Jesus mesmo se identifica com Deus Pai: “Eu e o Pai somos um” (Jo 10,30). Em outra passagem, Jesus diz: “Quem me vê, vê o Pai” (Jo 14,9). O NT
também afirma que “O Verbo estava em Deus
e o Verbo era Deus” (Jo 1,1) e que Jesus “é a imagem do Deus invisível” (Cl 1,15).
Outra constatação importante é que, no Evangelho de João,
quando Jesus usa o complemento ao verbo, o faz por sete vezes. Ou seja, por
sete vezes (o número perfeito) Jesus diz o que Ele é!
1) Eu sou o Pão da Vida (6,36.41.48.51);
2) Eu sou a Luz do mundo (8,12; 9,5);
3) Eu sou a Porta (Jo 10,7.9);
4) Eu sou o Bom Pastor (Jo 10,11.14);
5) Eu sou a Ressurreição e a Vida (Jo
11,25);
6) Eu sou o Caminho, a Verdade e a Vida (Jo
14,6);
7) Eu sou a Videira Verdadeira (15,1.5)
BIBLIOGRAFIA
BIBLE WORKS 5.0. Programa bíblico para computador. Texto, dicionário e gramática (PIB,
Roma 2002).
BÍBLIA DE JERUSALÉM, TEB e EDIÇÃO PASTORAL. Introduções e notas de rodapé.
DÍEZ MACHO, A. – BARTINA, S. – GUTIÉRREZ-LARRAYA, J.
A. (ed.), Enciclopedia de la Biblia.
6 voll. (Barcelona 1963).
JENNI, E. – WESTERMANN, C. ed. Dizionario teologico dell’Antico Testamento.

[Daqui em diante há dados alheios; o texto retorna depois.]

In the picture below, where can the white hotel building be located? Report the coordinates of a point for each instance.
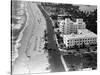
(75, 33)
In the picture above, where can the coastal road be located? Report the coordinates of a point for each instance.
(31, 56)
(55, 60)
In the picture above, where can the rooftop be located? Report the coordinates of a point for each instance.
(85, 34)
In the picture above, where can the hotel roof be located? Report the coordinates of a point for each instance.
(76, 36)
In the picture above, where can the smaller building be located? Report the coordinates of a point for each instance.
(84, 36)
(67, 26)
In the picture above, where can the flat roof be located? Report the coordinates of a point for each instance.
(76, 36)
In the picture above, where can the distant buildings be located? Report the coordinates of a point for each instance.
(75, 33)
(67, 26)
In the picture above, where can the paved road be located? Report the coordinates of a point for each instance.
(55, 60)
(31, 58)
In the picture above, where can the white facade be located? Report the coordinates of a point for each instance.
(67, 26)
(87, 38)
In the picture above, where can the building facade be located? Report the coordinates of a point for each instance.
(67, 26)
(87, 38)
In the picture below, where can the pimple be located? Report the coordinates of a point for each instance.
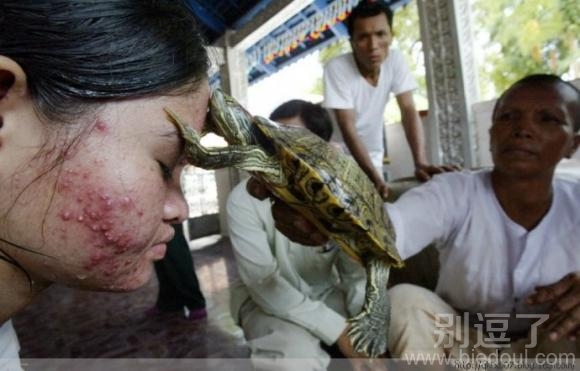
(65, 215)
(102, 127)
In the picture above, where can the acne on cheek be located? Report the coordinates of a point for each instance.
(111, 219)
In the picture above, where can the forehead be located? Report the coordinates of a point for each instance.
(370, 24)
(542, 94)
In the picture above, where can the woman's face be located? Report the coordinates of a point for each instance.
(97, 212)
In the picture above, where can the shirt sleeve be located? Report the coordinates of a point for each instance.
(337, 87)
(428, 213)
(403, 80)
(252, 232)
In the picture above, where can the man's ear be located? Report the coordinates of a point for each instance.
(12, 81)
(575, 145)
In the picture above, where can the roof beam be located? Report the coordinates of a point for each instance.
(265, 22)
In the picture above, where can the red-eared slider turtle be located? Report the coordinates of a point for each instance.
(324, 185)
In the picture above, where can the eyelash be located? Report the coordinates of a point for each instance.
(166, 172)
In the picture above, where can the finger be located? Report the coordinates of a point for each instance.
(450, 168)
(435, 170)
(384, 190)
(548, 293)
(422, 175)
(257, 189)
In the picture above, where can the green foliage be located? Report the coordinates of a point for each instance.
(531, 36)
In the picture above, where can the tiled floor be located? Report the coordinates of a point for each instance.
(68, 323)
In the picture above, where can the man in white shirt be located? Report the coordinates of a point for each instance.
(357, 87)
(292, 297)
(508, 240)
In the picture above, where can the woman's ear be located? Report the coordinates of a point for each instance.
(12, 81)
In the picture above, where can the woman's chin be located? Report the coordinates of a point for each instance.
(124, 282)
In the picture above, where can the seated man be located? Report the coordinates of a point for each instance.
(508, 240)
(292, 297)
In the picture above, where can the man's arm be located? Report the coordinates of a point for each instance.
(416, 138)
(346, 122)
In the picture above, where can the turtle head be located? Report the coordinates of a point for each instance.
(227, 118)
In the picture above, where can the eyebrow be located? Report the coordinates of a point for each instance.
(171, 135)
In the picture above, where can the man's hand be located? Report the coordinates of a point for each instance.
(424, 172)
(358, 361)
(288, 221)
(564, 296)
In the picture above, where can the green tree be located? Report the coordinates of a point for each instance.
(532, 36)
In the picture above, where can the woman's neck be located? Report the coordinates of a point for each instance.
(525, 200)
(17, 290)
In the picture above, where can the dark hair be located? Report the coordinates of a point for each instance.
(315, 117)
(366, 9)
(78, 53)
(81, 52)
(545, 79)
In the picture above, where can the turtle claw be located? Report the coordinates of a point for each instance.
(368, 334)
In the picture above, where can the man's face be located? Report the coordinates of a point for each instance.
(533, 129)
(370, 41)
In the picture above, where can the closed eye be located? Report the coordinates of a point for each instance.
(166, 171)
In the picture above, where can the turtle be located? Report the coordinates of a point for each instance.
(320, 182)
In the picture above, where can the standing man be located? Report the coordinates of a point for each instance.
(357, 86)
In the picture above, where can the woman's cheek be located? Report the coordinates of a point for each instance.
(107, 221)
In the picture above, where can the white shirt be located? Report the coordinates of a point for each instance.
(286, 279)
(9, 348)
(489, 263)
(346, 88)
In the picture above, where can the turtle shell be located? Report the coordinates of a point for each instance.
(331, 190)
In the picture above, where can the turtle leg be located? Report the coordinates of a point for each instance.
(369, 329)
(244, 157)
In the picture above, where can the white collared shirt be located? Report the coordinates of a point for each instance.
(489, 263)
(9, 348)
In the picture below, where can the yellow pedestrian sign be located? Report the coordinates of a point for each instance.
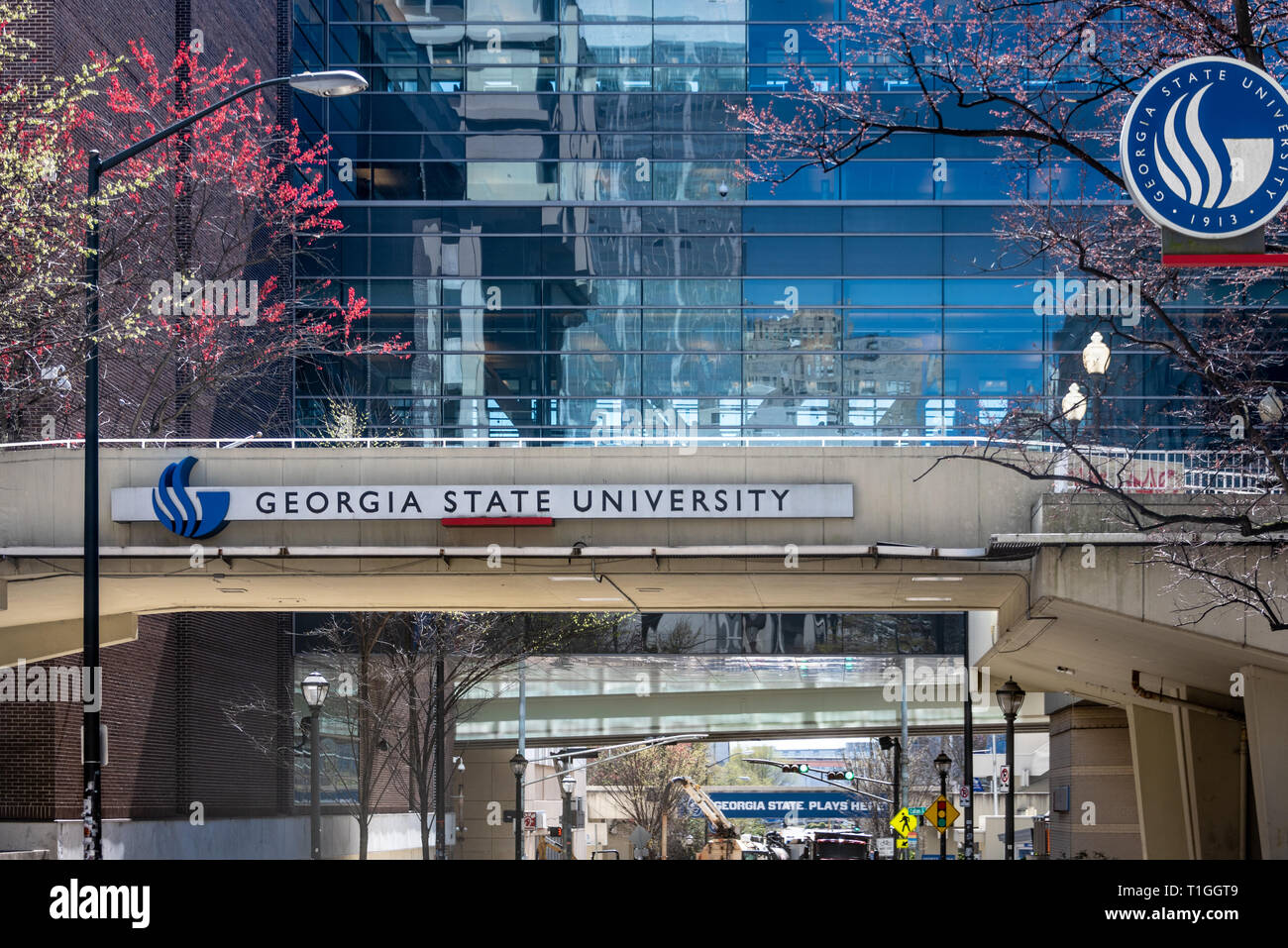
(905, 823)
(940, 814)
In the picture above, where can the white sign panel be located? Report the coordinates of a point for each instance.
(559, 501)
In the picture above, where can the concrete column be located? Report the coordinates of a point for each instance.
(1160, 786)
(1091, 763)
(1265, 700)
(489, 791)
(1212, 777)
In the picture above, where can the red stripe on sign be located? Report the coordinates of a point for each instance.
(497, 520)
(1225, 260)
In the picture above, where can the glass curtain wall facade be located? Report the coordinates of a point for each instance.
(541, 204)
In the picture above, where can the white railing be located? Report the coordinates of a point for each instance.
(1155, 472)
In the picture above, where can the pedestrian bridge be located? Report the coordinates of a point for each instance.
(853, 530)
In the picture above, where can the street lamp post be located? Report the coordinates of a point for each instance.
(314, 687)
(941, 763)
(326, 84)
(1095, 360)
(568, 784)
(519, 767)
(1010, 697)
(887, 743)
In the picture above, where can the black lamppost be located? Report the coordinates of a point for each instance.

Tradução italiana do
original alemão (Torino 1982).
J. L. MACKENZIE. Dicionário
Bíblico. Tradução do original por CUNHA A. et al. (Paulus, São Paulo 72002).
SELTZER, R. M. Povo
Judeu, Pensamento Judaico I (Judaica 1, Rio de Janeiro, 1990).
REYMOND, P. Dictionnaire
d’Hebreu et d’Araméen Bibliques (Paris 1991). Traduzione italiana: SOGGIN J.A.
ed. Dizionario di ebraico e aramaico biblici (Roma 1995).
[1] Lia-se Adonai, ao invés de Adoní para referi-lo unicamente a Deus e não aos senhores humanos.
[2]
SELTZER, R. M. Povo Judeu, Pensamento
Judaico I (Judaica 1, Rio de Janeiro, 1990), pg. 3.
[4]
No Evangelho de João aparece ainda várias vezes a expressão “Sou eu” (Jo 4,26;
6,20; 7,28; 8,16; 9,9; etc), mas não no sentido forte como nesses três casos.